Retrieval Optimization
Basic vector similarity search works for simple cases. For production systems, consider:
- Hybrid search — combine vector similarity with keyword matching (BM25) for better recall
- Metadata filtering — narrow the search space by document type, date, or category before vector search
- Re-ranking — retrieve more candidates than needed, then use a cross-encoder to re-rank by relevance
- Query expansion — generate multiple phrasings of the user's query to improve recall
Response Generation
When generating the response, several prompt engineering techniques improve quality:
- Instruction clarity — explicitly tell the model to answer only from provided context
- Source attribution — ask the model to cite which document chunks it used
- Confidence signaling — instruct the model to say "I don't have information about this" rather than guessing
- Format specification — define the expected response format (length, structure, tone)
Common RAG Pitfalls
Poor Chunking
The most impactful variable is often the least considered. Tables, code blocks, and structured data need special handling — naively splitting them mid-row or mid-function produces garbage chunks.
Ignoring Metadata
Vector similarity is powerful but not always sufficient. If a user asks "What changed in version 3.2?", vector search might return chunks from version 2.8 that discuss similar concepts. Metadata filtering (version = 3.2) solves this instantly.
No Evaluation Pipeline
How do you know if your RAG system is actually returning good answers? Build an evaluation pipeline with:
- A set of test questions with known correct answers
- Automated scoring (retrieval recall, answer accuracy, faithfulness)

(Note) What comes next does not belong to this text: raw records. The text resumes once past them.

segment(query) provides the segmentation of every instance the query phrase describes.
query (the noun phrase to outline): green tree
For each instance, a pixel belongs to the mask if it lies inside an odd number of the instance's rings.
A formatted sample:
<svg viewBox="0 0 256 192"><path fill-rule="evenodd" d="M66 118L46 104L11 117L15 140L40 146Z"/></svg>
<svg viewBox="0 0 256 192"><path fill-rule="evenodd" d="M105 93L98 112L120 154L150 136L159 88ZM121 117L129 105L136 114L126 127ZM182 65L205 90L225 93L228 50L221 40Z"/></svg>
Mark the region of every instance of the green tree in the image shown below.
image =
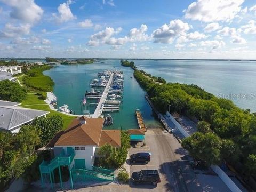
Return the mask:
<svg viewBox="0 0 256 192"><path fill-rule="evenodd" d="M53 126L53 131L55 133L63 129L64 121L63 117L60 115L53 115L49 117Z"/></svg>
<svg viewBox="0 0 256 192"><path fill-rule="evenodd" d="M182 140L182 146L196 160L203 161L205 164L218 164L222 160L221 141L213 133L193 133Z"/></svg>
<svg viewBox="0 0 256 192"><path fill-rule="evenodd" d="M198 131L205 134L212 132L210 126L211 124L210 123L204 121L201 121L197 123L197 127Z"/></svg>
<svg viewBox="0 0 256 192"><path fill-rule="evenodd" d="M19 143L19 146L23 149L23 152L28 151L31 156L35 153L35 147L41 143L40 130L37 129L33 125L24 125L21 127L19 132L15 135Z"/></svg>
<svg viewBox="0 0 256 192"><path fill-rule="evenodd" d="M9 80L0 81L0 99L21 102L27 98L26 89Z"/></svg>
<svg viewBox="0 0 256 192"><path fill-rule="evenodd" d="M99 149L98 154L103 156L100 159L101 166L105 168L112 167L113 161L116 157L116 151L111 145L109 144L103 145Z"/></svg>

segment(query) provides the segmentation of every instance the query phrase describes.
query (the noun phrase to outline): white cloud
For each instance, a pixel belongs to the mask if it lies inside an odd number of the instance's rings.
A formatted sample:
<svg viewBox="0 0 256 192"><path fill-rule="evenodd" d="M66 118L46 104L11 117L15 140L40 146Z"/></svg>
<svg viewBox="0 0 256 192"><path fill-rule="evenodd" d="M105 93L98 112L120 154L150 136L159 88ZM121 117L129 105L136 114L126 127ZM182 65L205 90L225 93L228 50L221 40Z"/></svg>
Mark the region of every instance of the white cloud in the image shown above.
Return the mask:
<svg viewBox="0 0 256 192"><path fill-rule="evenodd" d="M11 44L29 44L30 42L29 39L27 39L25 38L18 37L13 40L12 40L10 42Z"/></svg>
<svg viewBox="0 0 256 192"><path fill-rule="evenodd" d="M159 28L155 30L152 37L155 43L171 43L173 38L186 34L190 27L187 23L177 19L171 21L169 24L164 24Z"/></svg>
<svg viewBox="0 0 256 192"><path fill-rule="evenodd" d="M223 39L222 37L221 37L220 35L216 35L216 36L215 36L214 38L215 39L218 39L218 40L221 40L222 39Z"/></svg>
<svg viewBox="0 0 256 192"><path fill-rule="evenodd" d="M240 12L242 14L245 14L245 13L247 13L247 12L248 12L248 7L246 7L245 8L244 8L244 9L242 9L241 11L240 11Z"/></svg>
<svg viewBox="0 0 256 192"><path fill-rule="evenodd" d="M187 35L187 38L189 40L198 40L206 38L208 36L198 31L190 33Z"/></svg>
<svg viewBox="0 0 256 192"><path fill-rule="evenodd" d="M208 24L204 29L204 30L207 33L215 31L221 28L218 22L214 22Z"/></svg>
<svg viewBox="0 0 256 192"><path fill-rule="evenodd" d="M189 44L189 45L188 45L188 47L196 47L196 44L195 44L195 43L190 43Z"/></svg>
<svg viewBox="0 0 256 192"><path fill-rule="evenodd" d="M83 28L90 28L93 26L92 21L91 19L85 19L82 22L78 22L77 24Z"/></svg>
<svg viewBox="0 0 256 192"><path fill-rule="evenodd" d="M96 24L94 25L94 30L101 30L101 28L102 28L102 27L99 24Z"/></svg>
<svg viewBox="0 0 256 192"><path fill-rule="evenodd" d="M225 27L223 29L218 31L218 33L220 35L227 36L234 36L236 34L236 30L235 28L230 28L229 27Z"/></svg>
<svg viewBox="0 0 256 192"><path fill-rule="evenodd" d="M11 17L27 23L33 24L39 21L44 12L34 0L0 0L0 2L12 8L10 13Z"/></svg>
<svg viewBox="0 0 256 192"><path fill-rule="evenodd" d="M51 47L50 46L33 46L31 49L32 50L36 50L36 51L47 51L48 50L50 49Z"/></svg>
<svg viewBox="0 0 256 192"><path fill-rule="evenodd" d="M109 0L109 1L102 0L102 3L104 5L106 4L108 4L108 5L109 5L111 6L116 6L115 5L115 3L114 2L114 0Z"/></svg>
<svg viewBox="0 0 256 192"><path fill-rule="evenodd" d="M107 27L105 30L91 35L87 44L90 46L98 46L100 44L110 45L123 45L129 41L126 36L119 38L112 37L114 35L119 33L121 30L121 27L115 29L112 27Z"/></svg>
<svg viewBox="0 0 256 192"><path fill-rule="evenodd" d="M185 45L182 45L182 44L180 44L179 43L175 45L174 47L176 48L177 50L180 50L181 48L183 48L185 46Z"/></svg>
<svg viewBox="0 0 256 192"><path fill-rule="evenodd" d="M17 37L23 35L28 35L30 31L29 24L14 26L11 23L5 24L3 30L0 31L0 37Z"/></svg>
<svg viewBox="0 0 256 192"><path fill-rule="evenodd" d="M238 32L235 28L225 27L222 29L219 30L218 33L224 36L230 36L232 43L237 44L246 43L245 39L241 37Z"/></svg>
<svg viewBox="0 0 256 192"><path fill-rule="evenodd" d="M147 46L142 46L141 47L140 47L140 49L141 50L149 50L150 49L150 47L148 47Z"/></svg>
<svg viewBox="0 0 256 192"><path fill-rule="evenodd" d="M145 24L142 24L139 29L134 28L130 30L129 37L131 42L144 41L148 40L149 37L146 32L148 27Z"/></svg>
<svg viewBox="0 0 256 192"><path fill-rule="evenodd" d="M205 22L231 21L244 0L197 0L183 11L185 18Z"/></svg>
<svg viewBox="0 0 256 192"><path fill-rule="evenodd" d="M203 41L200 42L200 45L202 46L211 47L212 49L215 50L221 48L225 46L226 43L223 41Z"/></svg>
<svg viewBox="0 0 256 192"><path fill-rule="evenodd" d="M33 43L38 43L40 41L41 39L38 37L32 36L29 38L18 37L12 40L10 43L17 45L28 45Z"/></svg>
<svg viewBox="0 0 256 192"><path fill-rule="evenodd" d="M135 51L136 50L136 49L137 48L137 45L133 43L132 44L132 46L129 48L130 51Z"/></svg>
<svg viewBox="0 0 256 192"><path fill-rule="evenodd" d="M247 43L244 38L240 37L239 36L235 36L233 37L231 41L232 43L237 43L239 44L243 44Z"/></svg>
<svg viewBox="0 0 256 192"><path fill-rule="evenodd" d="M120 46L129 42L143 41L149 39L148 35L146 34L147 30L147 26L144 24L142 24L139 29L131 29L127 36L120 38L113 37L114 35L119 34L122 30L121 27L115 29L112 27L106 27L105 30L91 35L87 44L90 46L98 46L102 44ZM115 49L116 49L116 48Z"/></svg>
<svg viewBox="0 0 256 192"><path fill-rule="evenodd" d="M43 45L49 45L51 44L51 41L46 39L43 39L41 43Z"/></svg>
<svg viewBox="0 0 256 192"><path fill-rule="evenodd" d="M249 8L249 11L256 13L256 5Z"/></svg>
<svg viewBox="0 0 256 192"><path fill-rule="evenodd" d="M47 30L46 29L43 29L41 30L41 32L43 33L47 33Z"/></svg>
<svg viewBox="0 0 256 192"><path fill-rule="evenodd" d="M66 3L60 4L58 7L58 13L52 14L57 22L62 23L76 19L69 7L69 5L73 3L72 1L68 0Z"/></svg>
<svg viewBox="0 0 256 192"><path fill-rule="evenodd" d="M256 25L254 20L250 20L247 25L241 26L241 30L245 34L256 34Z"/></svg>

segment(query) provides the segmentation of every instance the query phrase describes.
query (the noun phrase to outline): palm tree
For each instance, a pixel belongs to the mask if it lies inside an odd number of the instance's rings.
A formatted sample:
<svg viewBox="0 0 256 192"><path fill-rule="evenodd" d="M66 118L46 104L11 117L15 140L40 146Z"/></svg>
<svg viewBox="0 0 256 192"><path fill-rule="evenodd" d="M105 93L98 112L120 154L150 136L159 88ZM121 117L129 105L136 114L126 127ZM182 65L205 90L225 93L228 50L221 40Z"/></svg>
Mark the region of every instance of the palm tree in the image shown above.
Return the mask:
<svg viewBox="0 0 256 192"><path fill-rule="evenodd" d="M2 159L4 150L11 147L12 139L9 133L0 131L0 159Z"/></svg>
<svg viewBox="0 0 256 192"><path fill-rule="evenodd" d="M23 152L28 150L30 156L32 150L35 153L35 146L41 141L39 135L38 130L33 125L24 125L20 129L16 137Z"/></svg>

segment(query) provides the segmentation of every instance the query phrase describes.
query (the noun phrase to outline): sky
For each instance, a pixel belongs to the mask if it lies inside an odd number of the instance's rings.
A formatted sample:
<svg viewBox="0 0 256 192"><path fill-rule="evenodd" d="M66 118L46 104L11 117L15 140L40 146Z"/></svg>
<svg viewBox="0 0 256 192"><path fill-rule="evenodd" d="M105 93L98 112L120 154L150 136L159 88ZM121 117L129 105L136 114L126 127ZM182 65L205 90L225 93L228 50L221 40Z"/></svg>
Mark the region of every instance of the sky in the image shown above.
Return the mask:
<svg viewBox="0 0 256 192"><path fill-rule="evenodd" d="M255 0L0 0L0 57L256 59Z"/></svg>

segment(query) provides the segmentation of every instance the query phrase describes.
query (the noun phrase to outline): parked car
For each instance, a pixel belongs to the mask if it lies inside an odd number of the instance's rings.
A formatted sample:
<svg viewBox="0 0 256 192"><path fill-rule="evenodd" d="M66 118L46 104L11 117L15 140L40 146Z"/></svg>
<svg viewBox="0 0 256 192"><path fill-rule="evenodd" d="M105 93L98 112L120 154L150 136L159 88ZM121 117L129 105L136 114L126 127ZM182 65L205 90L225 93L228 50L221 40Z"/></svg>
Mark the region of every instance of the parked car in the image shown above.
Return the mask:
<svg viewBox="0 0 256 192"><path fill-rule="evenodd" d="M133 163L136 162L143 162L148 163L150 161L151 154L149 153L137 153L132 154L130 157L131 162Z"/></svg>
<svg viewBox="0 0 256 192"><path fill-rule="evenodd" d="M141 170L132 173L132 180L135 184L151 183L156 185L161 182L157 170Z"/></svg>

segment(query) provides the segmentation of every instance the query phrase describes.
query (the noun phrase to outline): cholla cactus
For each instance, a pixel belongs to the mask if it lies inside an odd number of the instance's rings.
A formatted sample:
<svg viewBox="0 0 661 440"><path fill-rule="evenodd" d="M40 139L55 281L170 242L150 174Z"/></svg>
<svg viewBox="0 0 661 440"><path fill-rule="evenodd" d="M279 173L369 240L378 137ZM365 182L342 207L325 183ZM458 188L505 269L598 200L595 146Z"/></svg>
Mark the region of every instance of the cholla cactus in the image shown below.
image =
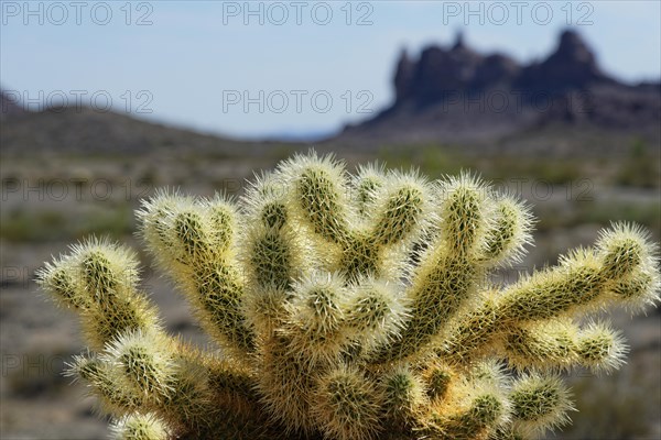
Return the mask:
<svg viewBox="0 0 661 440"><path fill-rule="evenodd" d="M89 350L71 374L117 438L533 438L573 409L559 373L624 361L620 333L589 317L659 299L655 245L628 224L494 285L531 216L466 174L349 177L313 153L241 201L160 193L138 212L214 351L167 334L120 245L90 240L40 272L80 316Z"/></svg>

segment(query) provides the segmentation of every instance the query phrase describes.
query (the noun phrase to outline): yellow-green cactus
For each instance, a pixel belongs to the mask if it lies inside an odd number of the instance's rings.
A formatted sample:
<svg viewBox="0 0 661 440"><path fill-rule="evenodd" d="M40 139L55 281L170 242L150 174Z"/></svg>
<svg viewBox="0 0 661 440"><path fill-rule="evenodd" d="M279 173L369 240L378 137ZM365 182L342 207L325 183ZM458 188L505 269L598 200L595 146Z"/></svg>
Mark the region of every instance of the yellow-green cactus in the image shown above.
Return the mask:
<svg viewBox="0 0 661 440"><path fill-rule="evenodd" d="M630 224L495 286L532 219L468 174L351 177L312 153L238 204L162 191L138 219L217 350L165 331L118 244L89 240L39 274L80 316L89 349L69 374L119 439L534 438L573 409L559 372L624 360L589 316L659 300L657 246Z"/></svg>

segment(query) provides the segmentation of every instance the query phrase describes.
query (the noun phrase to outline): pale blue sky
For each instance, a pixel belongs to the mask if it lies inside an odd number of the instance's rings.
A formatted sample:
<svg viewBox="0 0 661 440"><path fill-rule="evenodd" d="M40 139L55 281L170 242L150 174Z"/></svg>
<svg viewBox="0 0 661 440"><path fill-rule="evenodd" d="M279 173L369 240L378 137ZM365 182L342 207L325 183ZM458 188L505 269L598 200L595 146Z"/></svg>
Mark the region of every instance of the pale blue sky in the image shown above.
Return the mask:
<svg viewBox="0 0 661 440"><path fill-rule="evenodd" d="M0 84L52 101L78 94L89 103L96 94L98 109L109 99L136 117L259 136L329 132L369 117L361 111L392 100L402 47L415 56L426 44L451 44L457 30L480 52L529 62L571 25L608 73L661 76L657 0L251 2L262 11L253 15L245 1L127 3L32 1L28 11L24 1L0 1ZM247 109L246 94L254 99Z"/></svg>

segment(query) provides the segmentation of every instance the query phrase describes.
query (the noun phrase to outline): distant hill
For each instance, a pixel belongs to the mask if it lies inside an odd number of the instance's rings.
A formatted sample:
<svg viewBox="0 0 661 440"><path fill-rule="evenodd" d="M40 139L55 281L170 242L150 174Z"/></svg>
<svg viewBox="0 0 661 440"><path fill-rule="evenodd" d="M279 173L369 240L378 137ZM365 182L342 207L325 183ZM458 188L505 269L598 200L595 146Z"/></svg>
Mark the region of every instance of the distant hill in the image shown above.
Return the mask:
<svg viewBox="0 0 661 440"><path fill-rule="evenodd" d="M239 154L248 144L85 107L32 112L14 106L2 113L2 153L144 153L163 147Z"/></svg>
<svg viewBox="0 0 661 440"><path fill-rule="evenodd" d="M636 135L657 142L661 82L626 85L608 76L581 35L564 31L545 59L521 65L506 54L479 54L462 35L403 52L394 102L333 140L365 143L495 143L567 130Z"/></svg>

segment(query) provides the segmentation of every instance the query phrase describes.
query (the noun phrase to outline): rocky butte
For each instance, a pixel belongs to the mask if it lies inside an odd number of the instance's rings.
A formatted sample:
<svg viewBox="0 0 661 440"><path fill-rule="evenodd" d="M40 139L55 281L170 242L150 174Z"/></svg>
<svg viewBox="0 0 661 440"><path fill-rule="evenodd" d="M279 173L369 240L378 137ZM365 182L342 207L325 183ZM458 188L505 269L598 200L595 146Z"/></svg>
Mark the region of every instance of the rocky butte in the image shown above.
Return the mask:
<svg viewBox="0 0 661 440"><path fill-rule="evenodd" d="M353 142L481 142L548 127L597 129L658 141L661 82L629 85L605 73L582 36L561 33L555 50L522 65L480 54L458 34L452 46L402 52L395 99L337 138Z"/></svg>

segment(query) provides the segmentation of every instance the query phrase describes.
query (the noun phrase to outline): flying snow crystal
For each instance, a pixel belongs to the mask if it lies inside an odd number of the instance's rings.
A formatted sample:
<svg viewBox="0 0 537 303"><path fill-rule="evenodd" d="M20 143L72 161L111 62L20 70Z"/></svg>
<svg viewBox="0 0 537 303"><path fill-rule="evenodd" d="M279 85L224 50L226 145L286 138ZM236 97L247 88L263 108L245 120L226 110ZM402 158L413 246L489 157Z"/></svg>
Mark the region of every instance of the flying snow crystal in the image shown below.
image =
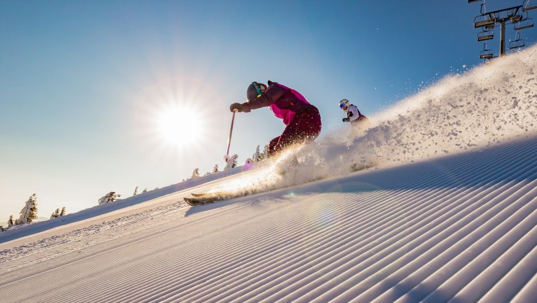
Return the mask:
<svg viewBox="0 0 537 303"><path fill-rule="evenodd" d="M536 134L536 71L537 47L533 47L463 74L446 76L369 115L368 126L344 125L291 150L300 163L292 176L278 174L280 168L273 165L262 169L262 176L244 180L238 186L279 188L465 152Z"/></svg>

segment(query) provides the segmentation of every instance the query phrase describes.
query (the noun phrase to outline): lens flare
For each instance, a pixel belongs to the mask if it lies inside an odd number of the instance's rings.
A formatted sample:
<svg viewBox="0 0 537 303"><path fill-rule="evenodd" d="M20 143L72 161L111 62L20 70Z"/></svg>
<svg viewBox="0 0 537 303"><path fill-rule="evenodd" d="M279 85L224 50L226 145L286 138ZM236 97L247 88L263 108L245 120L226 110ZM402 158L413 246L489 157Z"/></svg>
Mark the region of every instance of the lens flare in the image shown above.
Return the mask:
<svg viewBox="0 0 537 303"><path fill-rule="evenodd" d="M157 133L168 145L185 147L196 144L203 133L198 112L187 105L169 105L156 115Z"/></svg>

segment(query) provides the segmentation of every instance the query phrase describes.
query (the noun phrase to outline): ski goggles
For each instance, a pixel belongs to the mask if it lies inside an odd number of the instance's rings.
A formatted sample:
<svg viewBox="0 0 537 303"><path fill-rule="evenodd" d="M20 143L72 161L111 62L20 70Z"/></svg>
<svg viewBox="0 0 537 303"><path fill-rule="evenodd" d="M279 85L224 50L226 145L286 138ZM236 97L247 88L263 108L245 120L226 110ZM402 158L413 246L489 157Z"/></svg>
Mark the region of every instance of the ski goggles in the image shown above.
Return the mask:
<svg viewBox="0 0 537 303"><path fill-rule="evenodd" d="M249 88L248 92L246 92L246 99L249 102L252 101L255 98L259 98L263 92L266 90L264 85L262 87L257 82L252 82L251 86L253 87L255 90Z"/></svg>

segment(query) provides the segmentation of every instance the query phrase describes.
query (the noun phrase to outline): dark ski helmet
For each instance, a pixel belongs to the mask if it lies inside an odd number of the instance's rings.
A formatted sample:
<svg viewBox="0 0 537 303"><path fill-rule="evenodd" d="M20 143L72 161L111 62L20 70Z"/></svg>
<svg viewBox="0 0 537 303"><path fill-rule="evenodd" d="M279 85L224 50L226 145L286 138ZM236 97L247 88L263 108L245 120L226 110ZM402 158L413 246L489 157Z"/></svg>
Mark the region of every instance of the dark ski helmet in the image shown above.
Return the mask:
<svg viewBox="0 0 537 303"><path fill-rule="evenodd" d="M246 101L251 102L265 92L266 92L266 85L255 81L252 82L246 90Z"/></svg>

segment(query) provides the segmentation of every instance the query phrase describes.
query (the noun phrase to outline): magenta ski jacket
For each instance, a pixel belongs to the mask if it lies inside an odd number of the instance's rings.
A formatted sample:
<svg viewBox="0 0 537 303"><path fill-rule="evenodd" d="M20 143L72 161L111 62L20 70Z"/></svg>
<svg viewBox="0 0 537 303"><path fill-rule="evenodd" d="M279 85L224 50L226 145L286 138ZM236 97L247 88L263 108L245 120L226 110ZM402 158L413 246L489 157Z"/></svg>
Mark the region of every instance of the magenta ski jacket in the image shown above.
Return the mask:
<svg viewBox="0 0 537 303"><path fill-rule="evenodd" d="M242 103L244 112L268 106L274 116L284 119L288 125L295 115L313 107L300 93L275 82L268 81L268 87L263 94L251 102Z"/></svg>

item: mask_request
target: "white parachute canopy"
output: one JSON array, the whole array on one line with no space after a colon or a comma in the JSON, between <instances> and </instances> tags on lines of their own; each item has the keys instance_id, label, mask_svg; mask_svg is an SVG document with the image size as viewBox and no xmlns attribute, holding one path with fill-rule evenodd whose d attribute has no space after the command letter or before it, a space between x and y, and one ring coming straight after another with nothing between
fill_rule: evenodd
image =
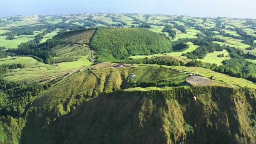
<instances>
[{"instance_id":1,"label":"white parachute canopy","mask_svg":"<svg viewBox=\"0 0 256 144\"><path fill-rule=\"evenodd\" d=\"M196 97L194 96L193 98L194 98L194 99L195 99L195 101L197 100L197 97Z\"/></svg>"},{"instance_id":2,"label":"white parachute canopy","mask_svg":"<svg viewBox=\"0 0 256 144\"><path fill-rule=\"evenodd\" d=\"M132 76L131 76L131 79L133 79L133 78L134 77L135 77L136 76L136 75L132 75Z\"/></svg>"}]
</instances>

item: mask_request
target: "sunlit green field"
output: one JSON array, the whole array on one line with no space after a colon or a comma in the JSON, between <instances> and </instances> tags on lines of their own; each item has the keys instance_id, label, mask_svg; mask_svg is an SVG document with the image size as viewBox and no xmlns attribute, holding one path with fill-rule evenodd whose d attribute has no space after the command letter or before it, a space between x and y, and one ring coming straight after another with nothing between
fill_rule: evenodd
<instances>
[{"instance_id":1,"label":"sunlit green field","mask_svg":"<svg viewBox=\"0 0 256 144\"><path fill-rule=\"evenodd\" d=\"M189 34L184 34L184 33L181 33L181 34L178 33L178 34L177 34L177 35L175 36L175 38L174 39L174 40L179 40L179 38L197 38L197 37L195 36L195 35L191 35Z\"/></svg>"},{"instance_id":2,"label":"sunlit green field","mask_svg":"<svg viewBox=\"0 0 256 144\"><path fill-rule=\"evenodd\" d=\"M195 36L197 35L197 34L200 34L202 33L202 32L199 30L193 29L186 29L186 31L188 34Z\"/></svg>"},{"instance_id":3,"label":"sunlit green field","mask_svg":"<svg viewBox=\"0 0 256 144\"><path fill-rule=\"evenodd\" d=\"M0 34L3 34L9 32L8 30L0 29Z\"/></svg>"},{"instance_id":4,"label":"sunlit green field","mask_svg":"<svg viewBox=\"0 0 256 144\"><path fill-rule=\"evenodd\" d=\"M34 39L33 38L22 37L12 40L5 40L7 36L0 36L0 47L6 48L17 48L21 43L26 43Z\"/></svg>"},{"instance_id":5,"label":"sunlit green field","mask_svg":"<svg viewBox=\"0 0 256 144\"><path fill-rule=\"evenodd\" d=\"M243 49L245 49L245 48L250 46L250 45L242 43L241 42L242 40L241 40L236 39L230 37L224 37L221 35L216 35L214 36L213 37L216 37L224 40L227 42L226 43L224 43L219 42L213 42L215 43L219 44L221 45L225 44L226 45L229 45L230 47Z\"/></svg>"},{"instance_id":6,"label":"sunlit green field","mask_svg":"<svg viewBox=\"0 0 256 144\"><path fill-rule=\"evenodd\" d=\"M256 64L256 59L245 59L246 60Z\"/></svg>"},{"instance_id":7,"label":"sunlit green field","mask_svg":"<svg viewBox=\"0 0 256 144\"><path fill-rule=\"evenodd\" d=\"M224 57L218 57L217 56L220 54L224 54ZM226 50L224 50L222 51L214 51L213 53L208 53L203 59L198 59L198 60L201 61L202 62L207 62L211 64L216 64L217 65L222 65L222 62L226 59L229 59L230 57L229 56L229 53ZM226 57L226 56L228 56Z\"/></svg>"},{"instance_id":8,"label":"sunlit green field","mask_svg":"<svg viewBox=\"0 0 256 144\"><path fill-rule=\"evenodd\" d=\"M88 59L88 56L83 56L76 61L64 62L59 64L59 67L63 69L80 68L82 66L90 66L92 63Z\"/></svg>"},{"instance_id":9,"label":"sunlit green field","mask_svg":"<svg viewBox=\"0 0 256 144\"><path fill-rule=\"evenodd\" d=\"M52 32L48 33L46 35L45 35L45 36L43 37L44 38L42 39L41 41L40 41L40 43L44 43L46 42L47 40L52 38L54 36L58 35L58 33L59 32L60 30L60 29L57 29L56 30L53 31Z\"/></svg>"},{"instance_id":10,"label":"sunlit green field","mask_svg":"<svg viewBox=\"0 0 256 144\"><path fill-rule=\"evenodd\" d=\"M237 34L237 32L236 31L231 31L227 29L221 29L221 30L224 31L227 34L229 34L232 35L234 35L236 36L239 36L239 35Z\"/></svg>"},{"instance_id":11,"label":"sunlit green field","mask_svg":"<svg viewBox=\"0 0 256 144\"><path fill-rule=\"evenodd\" d=\"M187 67L181 66L166 66L163 67L171 67L179 70L189 72L195 74L198 74L203 76L209 77L213 76L215 80L223 81L227 83L238 85L242 87L247 86L248 88L254 88L255 85L252 82L240 78L230 77L227 75L215 72L211 69L198 67Z\"/></svg>"}]
</instances>

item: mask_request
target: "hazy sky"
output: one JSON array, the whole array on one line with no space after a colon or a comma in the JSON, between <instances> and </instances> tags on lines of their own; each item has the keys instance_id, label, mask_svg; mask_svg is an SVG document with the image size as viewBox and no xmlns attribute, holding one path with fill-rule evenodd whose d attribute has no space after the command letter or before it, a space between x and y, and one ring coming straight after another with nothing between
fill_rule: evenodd
<instances>
[{"instance_id":1,"label":"hazy sky","mask_svg":"<svg viewBox=\"0 0 256 144\"><path fill-rule=\"evenodd\" d=\"M17 15L140 13L256 19L255 0L3 0L0 17Z\"/></svg>"}]
</instances>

- Regular evaluation runs after any system changes
Without systematic evaluation, you are flying blind.
Stale Data
If your documents change frequently (product updates, policy changes, pricing adjustments), your index must be updated accordingly. Build automated re-indexing pipelines that trigger when source documents change.
When NOT to Use RAG
RAG is not always the right answer:
- Real-time data — if the answer requires live data (current stock price, order status), use API calls instead of pre-indexed documents
- Simple lookups — if the answer is always a direct database query (account balance, tracking number), RAG adds unnecessary complexity
- Creative tasks — writing, brainstorming, and code generation rarely benefit from RAG
- Behavioral changes — if you need the model to adopt a specific persona or communication style, fine-tuning is more appropriate
The RAG Maturity Curve
Organizations typically progress through three stages:
Stage 1: Basic RAG — Single document source, basic chunking, vanilla vector search. Gets you 70% of the way.
Stage 2: Optimized RAG — Multiple sources, smart chunking, hybrid search, re-ranking, metadata filtering. Gets you to 90%.
Stage 3: Agentic RAG — The retrieval system is wrapped in an AI agent that decides what to search for, evaluates the results, performs follow-up searches if needed, and synthesizes information from multiple retrievals. Gets you to 95%+.
Most businesses should start at Stage 1 and progress as needed. Stage 1 is often good enough for internal knowledge bases and FAQ-style support.